À la fin de l’année 2020, il y a eu une baisse de revenus, car nous n’avons pas travaillé pendant deux mois.
Même si on a bénéficié d’un certain nombre d’aides de l’Assurance maladie et de la part de la caisse de retraite, cela ne vient pas compenser ce qui a été perdu. Mais depuis la réouverture à la mi-mai, l’activité dans les cabinets dentaires a été bonne. Notre secteur d’activité est un peu plus protégé que d’autres. Mais cela ne bénéficie pas à tous les cabinets de la même façon, cela dépend de l’orientation de son exercice et certains souffrent quelque peu de la situation. La nouvelle convention, le reste à charge zéro qui solvabilise un certain nombre de patients, sont un effet amortisseur pour la profession. La France, comme beaucoup d’autres pays, affronte une crise économique liée à l’impact de la crise sanitaire.
Il y a une perte d’activité dans tous les secteurs. Lorsque l’État solvabilise une grande partie des dépenses de santé dentaire des Français, la question pour eux de savoir s’ils vont s’engager dans des soins se pose moins. Il y aura donc moins de renoncements aux soins dentaires qu’il pourra y en avoir, par exemple, pour les loisirs pour les personnes en baisse d’activité, ou au chômage.

Quels sont vos projets en matière de formation ?

Ils sont multiples, car l’ADF ce n’est pas que le congrès. En matière de formation continue, nous avons lancé début 2020 des formations e-learning DPC autour de l’antibiorésistance et de la prise en charge de la personne âgée. Nous allons créer trois nouveaux thèmes qui seront proposés en e-learning au début 2021, en utilisant les crédits DPC : la prise en charge des patients à risque, le traitement de l’édenté complet, et la dentisterie adhésive et la digue. Nous allons relancer à partir de janvier les rendez-vous de l’ADF, une séance de formation en live sur Facebook et YouTube un jeudi soir par mois. Ce sera aussi l’occasion de mettre en avant les responsables scientifiques du congrès 2021.

Vous allez éditer un guide pratique sur le cabinet écoresponsable. Sur quels points les cabinets peuvent progresser dans ce domaine ?

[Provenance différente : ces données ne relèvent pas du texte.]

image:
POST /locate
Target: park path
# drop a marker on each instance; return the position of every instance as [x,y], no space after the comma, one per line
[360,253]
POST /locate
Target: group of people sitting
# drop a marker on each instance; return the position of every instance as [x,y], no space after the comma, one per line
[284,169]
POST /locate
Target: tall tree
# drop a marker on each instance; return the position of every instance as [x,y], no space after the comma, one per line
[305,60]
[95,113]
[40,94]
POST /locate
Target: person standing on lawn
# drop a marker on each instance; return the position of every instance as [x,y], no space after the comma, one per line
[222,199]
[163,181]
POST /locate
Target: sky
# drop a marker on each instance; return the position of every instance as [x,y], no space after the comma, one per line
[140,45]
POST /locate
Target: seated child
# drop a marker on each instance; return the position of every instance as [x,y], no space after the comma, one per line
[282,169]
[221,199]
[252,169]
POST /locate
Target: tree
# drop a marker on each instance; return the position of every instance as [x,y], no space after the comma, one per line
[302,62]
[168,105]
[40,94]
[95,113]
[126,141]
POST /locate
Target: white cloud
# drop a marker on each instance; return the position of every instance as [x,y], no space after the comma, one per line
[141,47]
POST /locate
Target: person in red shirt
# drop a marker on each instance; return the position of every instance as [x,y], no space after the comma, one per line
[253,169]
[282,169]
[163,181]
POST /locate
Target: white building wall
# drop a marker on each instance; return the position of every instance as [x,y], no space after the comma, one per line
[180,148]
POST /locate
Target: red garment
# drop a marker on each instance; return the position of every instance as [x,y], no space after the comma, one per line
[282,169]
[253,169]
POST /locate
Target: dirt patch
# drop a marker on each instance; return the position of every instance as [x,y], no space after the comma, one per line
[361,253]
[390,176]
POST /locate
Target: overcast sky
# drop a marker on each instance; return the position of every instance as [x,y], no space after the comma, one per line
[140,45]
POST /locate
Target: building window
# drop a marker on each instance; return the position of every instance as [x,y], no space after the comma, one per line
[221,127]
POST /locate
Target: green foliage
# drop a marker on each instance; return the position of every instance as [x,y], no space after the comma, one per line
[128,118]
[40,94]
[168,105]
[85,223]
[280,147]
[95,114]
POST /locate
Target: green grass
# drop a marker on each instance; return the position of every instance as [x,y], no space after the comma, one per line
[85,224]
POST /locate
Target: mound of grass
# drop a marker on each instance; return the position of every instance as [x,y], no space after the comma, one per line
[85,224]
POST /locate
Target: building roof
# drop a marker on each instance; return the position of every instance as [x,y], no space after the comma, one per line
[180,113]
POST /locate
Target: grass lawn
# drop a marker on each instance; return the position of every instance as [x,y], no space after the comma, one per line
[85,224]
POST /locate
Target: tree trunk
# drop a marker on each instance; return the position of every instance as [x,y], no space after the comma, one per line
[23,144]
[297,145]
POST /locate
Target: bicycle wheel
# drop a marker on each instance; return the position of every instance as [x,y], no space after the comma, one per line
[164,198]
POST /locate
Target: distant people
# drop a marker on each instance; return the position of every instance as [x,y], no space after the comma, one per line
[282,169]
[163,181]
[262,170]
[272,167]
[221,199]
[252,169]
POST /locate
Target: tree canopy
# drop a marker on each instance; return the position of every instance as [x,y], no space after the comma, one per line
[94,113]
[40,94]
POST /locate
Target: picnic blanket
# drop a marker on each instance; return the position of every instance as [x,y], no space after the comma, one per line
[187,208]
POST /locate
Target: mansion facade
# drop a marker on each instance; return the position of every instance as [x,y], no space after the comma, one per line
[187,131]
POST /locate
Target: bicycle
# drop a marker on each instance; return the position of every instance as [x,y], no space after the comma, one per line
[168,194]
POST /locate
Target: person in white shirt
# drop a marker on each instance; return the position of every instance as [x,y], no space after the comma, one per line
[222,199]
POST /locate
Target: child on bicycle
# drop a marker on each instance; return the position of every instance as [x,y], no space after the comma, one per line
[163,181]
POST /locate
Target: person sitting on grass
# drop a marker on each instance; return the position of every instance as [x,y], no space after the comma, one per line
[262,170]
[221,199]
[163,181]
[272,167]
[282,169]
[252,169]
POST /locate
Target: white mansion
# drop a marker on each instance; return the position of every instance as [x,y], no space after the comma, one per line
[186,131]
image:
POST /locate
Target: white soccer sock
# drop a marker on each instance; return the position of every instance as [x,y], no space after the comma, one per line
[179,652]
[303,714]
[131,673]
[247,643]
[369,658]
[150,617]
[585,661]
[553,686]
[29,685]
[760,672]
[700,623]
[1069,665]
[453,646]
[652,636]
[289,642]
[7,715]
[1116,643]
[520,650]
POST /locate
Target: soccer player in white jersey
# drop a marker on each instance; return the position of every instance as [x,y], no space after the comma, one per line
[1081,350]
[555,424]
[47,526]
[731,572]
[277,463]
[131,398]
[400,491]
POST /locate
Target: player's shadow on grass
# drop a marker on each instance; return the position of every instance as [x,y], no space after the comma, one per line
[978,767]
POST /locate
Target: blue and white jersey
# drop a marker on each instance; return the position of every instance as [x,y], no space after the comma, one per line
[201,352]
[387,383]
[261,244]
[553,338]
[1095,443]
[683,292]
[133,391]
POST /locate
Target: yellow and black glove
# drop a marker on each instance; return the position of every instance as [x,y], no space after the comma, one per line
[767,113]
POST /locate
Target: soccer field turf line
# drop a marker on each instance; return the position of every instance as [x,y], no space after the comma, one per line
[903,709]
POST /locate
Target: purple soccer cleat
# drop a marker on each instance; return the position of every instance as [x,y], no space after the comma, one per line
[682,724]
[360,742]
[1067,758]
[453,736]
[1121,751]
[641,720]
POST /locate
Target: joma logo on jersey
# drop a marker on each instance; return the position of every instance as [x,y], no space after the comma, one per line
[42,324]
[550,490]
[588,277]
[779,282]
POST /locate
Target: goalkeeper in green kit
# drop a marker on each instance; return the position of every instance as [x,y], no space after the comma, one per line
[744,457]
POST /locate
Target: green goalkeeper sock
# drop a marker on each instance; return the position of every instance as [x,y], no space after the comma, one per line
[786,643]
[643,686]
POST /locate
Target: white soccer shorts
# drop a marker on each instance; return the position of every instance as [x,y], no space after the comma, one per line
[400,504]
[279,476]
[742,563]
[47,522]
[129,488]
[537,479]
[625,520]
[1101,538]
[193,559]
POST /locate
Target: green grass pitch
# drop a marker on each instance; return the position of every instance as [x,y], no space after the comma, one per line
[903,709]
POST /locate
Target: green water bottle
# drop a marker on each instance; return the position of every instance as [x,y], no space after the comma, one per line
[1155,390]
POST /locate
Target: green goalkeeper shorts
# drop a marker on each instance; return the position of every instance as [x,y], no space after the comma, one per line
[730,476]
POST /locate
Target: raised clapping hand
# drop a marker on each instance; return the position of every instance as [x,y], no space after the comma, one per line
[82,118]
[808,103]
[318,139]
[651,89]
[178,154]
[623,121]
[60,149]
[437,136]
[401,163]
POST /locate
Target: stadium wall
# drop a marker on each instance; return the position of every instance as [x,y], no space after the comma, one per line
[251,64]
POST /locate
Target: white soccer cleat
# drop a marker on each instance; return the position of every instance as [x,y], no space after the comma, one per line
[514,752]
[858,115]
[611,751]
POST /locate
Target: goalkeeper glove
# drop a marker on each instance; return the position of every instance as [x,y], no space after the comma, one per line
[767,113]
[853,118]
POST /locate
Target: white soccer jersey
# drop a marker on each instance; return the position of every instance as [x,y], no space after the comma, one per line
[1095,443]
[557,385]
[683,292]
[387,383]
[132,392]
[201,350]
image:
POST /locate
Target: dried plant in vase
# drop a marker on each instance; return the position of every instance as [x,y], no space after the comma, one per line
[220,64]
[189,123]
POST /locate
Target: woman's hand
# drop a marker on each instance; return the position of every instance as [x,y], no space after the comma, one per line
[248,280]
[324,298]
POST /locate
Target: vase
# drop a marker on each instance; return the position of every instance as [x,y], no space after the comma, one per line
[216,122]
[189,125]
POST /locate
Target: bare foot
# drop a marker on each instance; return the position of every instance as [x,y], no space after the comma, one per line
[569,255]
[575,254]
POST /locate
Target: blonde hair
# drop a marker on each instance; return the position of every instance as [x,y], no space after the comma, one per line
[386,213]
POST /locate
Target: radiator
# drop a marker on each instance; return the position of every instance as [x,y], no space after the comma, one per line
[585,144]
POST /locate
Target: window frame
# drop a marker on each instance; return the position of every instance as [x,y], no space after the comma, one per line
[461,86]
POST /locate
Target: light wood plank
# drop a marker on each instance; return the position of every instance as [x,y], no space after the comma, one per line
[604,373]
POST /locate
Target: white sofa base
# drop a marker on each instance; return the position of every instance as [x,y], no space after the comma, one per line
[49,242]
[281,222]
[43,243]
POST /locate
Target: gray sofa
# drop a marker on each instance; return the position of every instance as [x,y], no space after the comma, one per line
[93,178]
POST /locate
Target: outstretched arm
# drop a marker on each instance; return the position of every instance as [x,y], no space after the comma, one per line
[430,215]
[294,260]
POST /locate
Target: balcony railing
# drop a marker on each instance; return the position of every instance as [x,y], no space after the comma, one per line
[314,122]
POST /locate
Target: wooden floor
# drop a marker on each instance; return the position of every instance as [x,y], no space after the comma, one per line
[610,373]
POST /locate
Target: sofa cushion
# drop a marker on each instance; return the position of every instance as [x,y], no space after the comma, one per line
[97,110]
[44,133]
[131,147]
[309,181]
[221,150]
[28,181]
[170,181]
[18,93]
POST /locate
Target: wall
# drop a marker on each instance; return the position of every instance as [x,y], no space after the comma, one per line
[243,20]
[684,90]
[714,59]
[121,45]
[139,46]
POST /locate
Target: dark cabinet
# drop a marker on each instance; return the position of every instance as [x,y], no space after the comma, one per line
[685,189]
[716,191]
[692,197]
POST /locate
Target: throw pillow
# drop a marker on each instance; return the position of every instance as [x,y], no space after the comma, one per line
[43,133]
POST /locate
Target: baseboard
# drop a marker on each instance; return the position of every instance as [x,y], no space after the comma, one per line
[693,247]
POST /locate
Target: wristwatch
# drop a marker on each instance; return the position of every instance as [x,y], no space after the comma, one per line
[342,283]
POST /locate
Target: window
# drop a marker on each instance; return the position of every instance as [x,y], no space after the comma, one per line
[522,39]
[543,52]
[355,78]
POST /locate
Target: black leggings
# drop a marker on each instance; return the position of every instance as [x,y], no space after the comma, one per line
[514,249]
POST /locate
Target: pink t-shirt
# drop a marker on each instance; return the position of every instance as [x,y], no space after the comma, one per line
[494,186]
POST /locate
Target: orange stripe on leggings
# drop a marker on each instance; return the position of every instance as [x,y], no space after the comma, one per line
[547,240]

Nous avons voulu remettre en avant cette année la notion de cabinet écoresponsable qui est dans l’air du temps. Une publication pour les praticiens est en cours de rédaction pour renforcer la nécessité de la prise de conscience, de l’analyse de l’impact écologique dans sa pratique pour réfléchir à ce que l’on peut maîtriser en termes de consommation d’eau, d’électricité, de démarche d’achat. Elle sortira au cours du premier trimestre 2021 et sera disponible gratuitement en téléchargement sur le site internet de l’ADF.

Cette crise va-t-elle faire évoluer l’exercice des praticiens ?

La crise sanitaire a fait évoluer notre exercice pour un grand nombre d’entre nous, du fait par exemple des obligations d’aération entre chaque patient. Cela a contraint certains cabinets à réfléchir à leur organisation, à la reprise en main de leur agenda. On ne peut plus prendre autant de patients qu’avant. Il y a déjà eu des réflexions et des changements dans certains cabinets sur la manière d’être plus efficace sur le regroupement des actes, la réorganisation de son agenda ou fonctionner sur deux fauteuils pour ceux qui le peuvent. Si d’autres changements interviennent, ce sera dans le cas où la crise économique s’avère très forte. Peut-être qu’un changement sera nécessaire si on doit s’adapter à des difficultés rencontrées par nos patients. Il y aura alors un peu plus de regroupements de cabinets, de réflexions sur la manière de partager les frais fixes et de mutualiser les assistantes dentaires. La crise sanitaire a déjà fait changer l’organisation dans un certain nombre de cabinets.